İdam Edilişinin 43.Yılında Erdal Eren Mücadeelmizde Yaşıyor..!

“Şimdi sessiz duruyoruz kıyısında bir düşüncenin

Unutmamak için çünkü unutuşun kolay ülkesindeyiz

Ölü balıklar geçiyor kırışık bir denizin sofrasında

Ve ellerinde fenerleriyle benim arkadaşlarım

Durmadan düşünüyorum

Ne kadar çok öldük yaşamak için.”

Erdal Eren, 12 Eylül askeri faşist darbesi sonrası yaşı büyütülerek asıldı. Eren’in doğum tarihi 25 Eylül 1964, asılma tarihi 13 Aralık 1980 .Yani Erdal eren daha 17 yaşına bile girmemişti. Astılar onu. Astılar çünkü faşist rejime karşı mücadele eden bir devrimci kuşak yetişmesin istediler. Çocuk yaşta astılar onu çünkü, genç yüreklerinde kavga büyümesin istediler. Ezilmiş, sindirilmiş bir kuşak gelişsin istediler.Onların mücadelesini hafızalardan silmek için ellerinden geleni yaptılar. Öyle ki, Erdal Eren’in okuduğu Kadıköy Ortaokulu’nun ismi daha sonra, Kenan Evren Lisesi olarak değiştirildi. Bugün devrimcileri itibarsızlaştırmak isteyenler, Eren’lere “iade-i itibar”dan bahsediyorlar. Erdal Eren’in boynuna 16 yaşında ip geçiren zihniyet, bugün anne karnındaki bebeği katlediyor. Erdal Eren’in itibarını bugüne taşıyanlar, tüm yasa ve kurumlarıyla faşist rejimin ortadan kaldırılması mücadelesini devam ettiriyorlar.İdam edilişinin 43.yılında Erdal Ereni anmakla yetinmeyip, onu ve onun gibi nice devrim ve sosyalizm militanlarını yaşatmak ve çoğaltmak ancak bu değerli mirasa daha sıkıca korumakla olacaktır.
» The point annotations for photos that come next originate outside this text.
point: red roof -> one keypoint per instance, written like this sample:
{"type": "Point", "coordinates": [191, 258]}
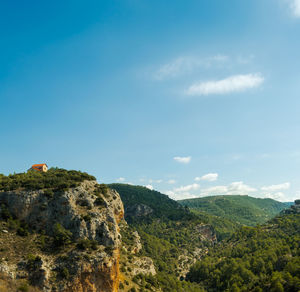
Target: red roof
{"type": "Point", "coordinates": [39, 165]}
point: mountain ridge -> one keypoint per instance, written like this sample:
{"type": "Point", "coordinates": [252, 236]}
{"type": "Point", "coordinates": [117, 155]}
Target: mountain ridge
{"type": "Point", "coordinates": [244, 210]}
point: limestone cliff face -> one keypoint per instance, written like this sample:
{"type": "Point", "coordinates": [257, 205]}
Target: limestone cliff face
{"type": "Point", "coordinates": [85, 212]}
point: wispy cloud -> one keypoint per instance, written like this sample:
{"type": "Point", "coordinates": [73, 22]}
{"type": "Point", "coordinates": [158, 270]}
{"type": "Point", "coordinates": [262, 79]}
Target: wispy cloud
{"type": "Point", "coordinates": [184, 160]}
{"type": "Point", "coordinates": [187, 188]}
{"type": "Point", "coordinates": [208, 177]}
{"type": "Point", "coordinates": [150, 187]}
{"type": "Point", "coordinates": [183, 192]}
{"type": "Point", "coordinates": [275, 188]}
{"type": "Point", "coordinates": [295, 7]}
{"type": "Point", "coordinates": [235, 188]}
{"type": "Point", "coordinates": [171, 181]}
{"type": "Point", "coordinates": [236, 83]}
{"type": "Point", "coordinates": [185, 65]}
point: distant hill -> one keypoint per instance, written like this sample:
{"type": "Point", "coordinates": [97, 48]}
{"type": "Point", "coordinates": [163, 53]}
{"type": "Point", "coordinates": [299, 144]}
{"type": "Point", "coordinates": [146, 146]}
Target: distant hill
{"type": "Point", "coordinates": [141, 204]}
{"type": "Point", "coordinates": [243, 210]}
{"type": "Point", "coordinates": [170, 234]}
{"type": "Point", "coordinates": [261, 258]}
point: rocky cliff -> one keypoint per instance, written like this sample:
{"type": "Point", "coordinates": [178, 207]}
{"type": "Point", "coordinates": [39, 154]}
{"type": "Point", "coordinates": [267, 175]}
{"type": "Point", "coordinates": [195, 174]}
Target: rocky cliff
{"type": "Point", "coordinates": [62, 241]}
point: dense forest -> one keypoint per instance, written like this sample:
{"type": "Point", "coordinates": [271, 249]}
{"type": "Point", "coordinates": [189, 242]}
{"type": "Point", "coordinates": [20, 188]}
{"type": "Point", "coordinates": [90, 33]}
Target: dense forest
{"type": "Point", "coordinates": [242, 210]}
{"type": "Point", "coordinates": [166, 233]}
{"type": "Point", "coordinates": [262, 258]}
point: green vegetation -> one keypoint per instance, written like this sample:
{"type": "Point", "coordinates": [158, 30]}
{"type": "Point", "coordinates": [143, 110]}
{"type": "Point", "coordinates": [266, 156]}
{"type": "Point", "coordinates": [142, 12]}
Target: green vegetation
{"type": "Point", "coordinates": [166, 232]}
{"type": "Point", "coordinates": [55, 179]}
{"type": "Point", "coordinates": [243, 210]}
{"type": "Point", "coordinates": [163, 207]}
{"type": "Point", "coordinates": [62, 236]}
{"type": "Point", "coordinates": [262, 258]}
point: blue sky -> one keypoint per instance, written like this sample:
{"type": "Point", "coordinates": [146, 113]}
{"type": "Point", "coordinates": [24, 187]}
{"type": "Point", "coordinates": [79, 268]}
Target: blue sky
{"type": "Point", "coordinates": [191, 98]}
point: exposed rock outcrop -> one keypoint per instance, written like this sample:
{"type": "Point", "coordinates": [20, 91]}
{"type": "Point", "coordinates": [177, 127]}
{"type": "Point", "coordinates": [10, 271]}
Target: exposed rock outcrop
{"type": "Point", "coordinates": [87, 214]}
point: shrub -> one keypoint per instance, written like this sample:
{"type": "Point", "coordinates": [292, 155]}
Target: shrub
{"type": "Point", "coordinates": [49, 193]}
{"type": "Point", "coordinates": [33, 262]}
{"type": "Point", "coordinates": [5, 212]}
{"type": "Point", "coordinates": [87, 218]}
{"type": "Point", "coordinates": [99, 202]}
{"type": "Point", "coordinates": [64, 273]}
{"type": "Point", "coordinates": [23, 287]}
{"type": "Point", "coordinates": [62, 236]}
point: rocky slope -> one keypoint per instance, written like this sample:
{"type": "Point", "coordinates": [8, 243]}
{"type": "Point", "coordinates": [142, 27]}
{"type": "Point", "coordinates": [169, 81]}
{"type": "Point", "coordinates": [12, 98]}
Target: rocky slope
{"type": "Point", "coordinates": [62, 241]}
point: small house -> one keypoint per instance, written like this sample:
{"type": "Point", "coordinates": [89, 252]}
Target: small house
{"type": "Point", "coordinates": [40, 167]}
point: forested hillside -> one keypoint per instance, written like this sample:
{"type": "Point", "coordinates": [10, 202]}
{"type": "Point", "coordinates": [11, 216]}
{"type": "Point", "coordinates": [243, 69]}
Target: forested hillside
{"type": "Point", "coordinates": [243, 210]}
{"type": "Point", "coordinates": [262, 258]}
{"type": "Point", "coordinates": [171, 235]}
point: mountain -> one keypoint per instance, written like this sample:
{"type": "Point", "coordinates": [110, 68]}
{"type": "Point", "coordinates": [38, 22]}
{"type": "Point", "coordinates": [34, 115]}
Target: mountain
{"type": "Point", "coordinates": [242, 210]}
{"type": "Point", "coordinates": [59, 231]}
{"type": "Point", "coordinates": [262, 258]}
{"type": "Point", "coordinates": [170, 234]}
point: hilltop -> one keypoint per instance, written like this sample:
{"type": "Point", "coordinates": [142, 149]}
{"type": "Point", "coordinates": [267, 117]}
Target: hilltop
{"type": "Point", "coordinates": [60, 231]}
{"type": "Point", "coordinates": [170, 234]}
{"type": "Point", "coordinates": [262, 258]}
{"type": "Point", "coordinates": [244, 210]}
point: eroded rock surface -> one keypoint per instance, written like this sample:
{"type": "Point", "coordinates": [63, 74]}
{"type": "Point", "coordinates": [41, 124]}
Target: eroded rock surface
{"type": "Point", "coordinates": [85, 212]}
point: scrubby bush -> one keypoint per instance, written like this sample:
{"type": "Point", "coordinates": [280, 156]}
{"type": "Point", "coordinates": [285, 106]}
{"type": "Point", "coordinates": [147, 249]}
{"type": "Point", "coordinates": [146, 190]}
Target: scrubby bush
{"type": "Point", "coordinates": [61, 235]}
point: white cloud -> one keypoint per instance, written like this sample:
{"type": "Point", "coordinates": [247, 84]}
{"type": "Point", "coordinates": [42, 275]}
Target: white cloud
{"type": "Point", "coordinates": [183, 192]}
{"type": "Point", "coordinates": [171, 181]}
{"type": "Point", "coordinates": [150, 187]}
{"type": "Point", "coordinates": [276, 188]}
{"type": "Point", "coordinates": [236, 83]}
{"type": "Point", "coordinates": [158, 181]}
{"type": "Point", "coordinates": [279, 196]}
{"type": "Point", "coordinates": [184, 160]}
{"type": "Point", "coordinates": [184, 65]}
{"type": "Point", "coordinates": [239, 188]}
{"type": "Point", "coordinates": [295, 7]}
{"type": "Point", "coordinates": [187, 188]}
{"type": "Point", "coordinates": [207, 177]}
{"type": "Point", "coordinates": [235, 188]}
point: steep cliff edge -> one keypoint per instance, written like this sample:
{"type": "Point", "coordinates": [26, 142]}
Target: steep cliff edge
{"type": "Point", "coordinates": [61, 240]}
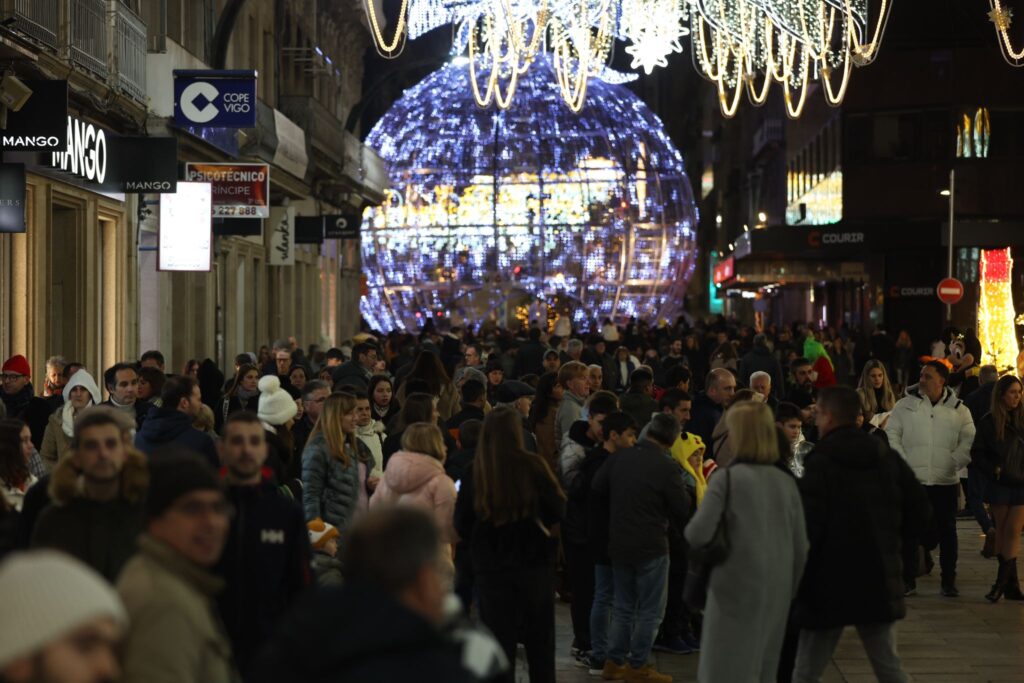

Varsın hafıza kaybını bir erdem olarak benimseyen liberaller reformistler bizi sekterlikle suçlasınlar. Erdal Eren bizim aklımızda 17 yaşında devletin kirli kurumlarında yaşamını yitirmiş bir devrimci militan bir genç olarak kalmayacak; örgütlü devrimci bir militanın mahkemede, zindanda ve en sonunda idam sehpasında gösterdiği devrimci tutumun bir örneği olarak kalacak. Zaten Erdal da bunu ümit edip buna güveniyordu. İdam sehpasına kadar sağlam duruşu bu inancı sayesindeydi.Erdal bir devrimci militan olarak ne yazık ki çok az yaşadı. Ama ölüme giderken örnek aldığı Denizlerin örneğini yaşatacak kadar dolu yaşadı. Onu devrim ve komünizm davasına kazananların pek çoğu ondan uzun yaşadılar ama hayatlarını onun gibi sonlandırma onurunu da çoktan yitirmiş oldular. Bu nedenle Erdal’ın kısa yaşamı sadece genç devrimcilere örnek olmakla kalmamalı, aynı zamanda onun yaşamı ve ölümü tasfiyeciliğe ve dönekliğe karşı mücadeleye ışık tutan bir silah olarak kuşanılmalıdır.Erdal Eren’i Devrimci kavgamızda yaşatacağız!..Yaşasın Direniş Kahrolsun Teslimiyet.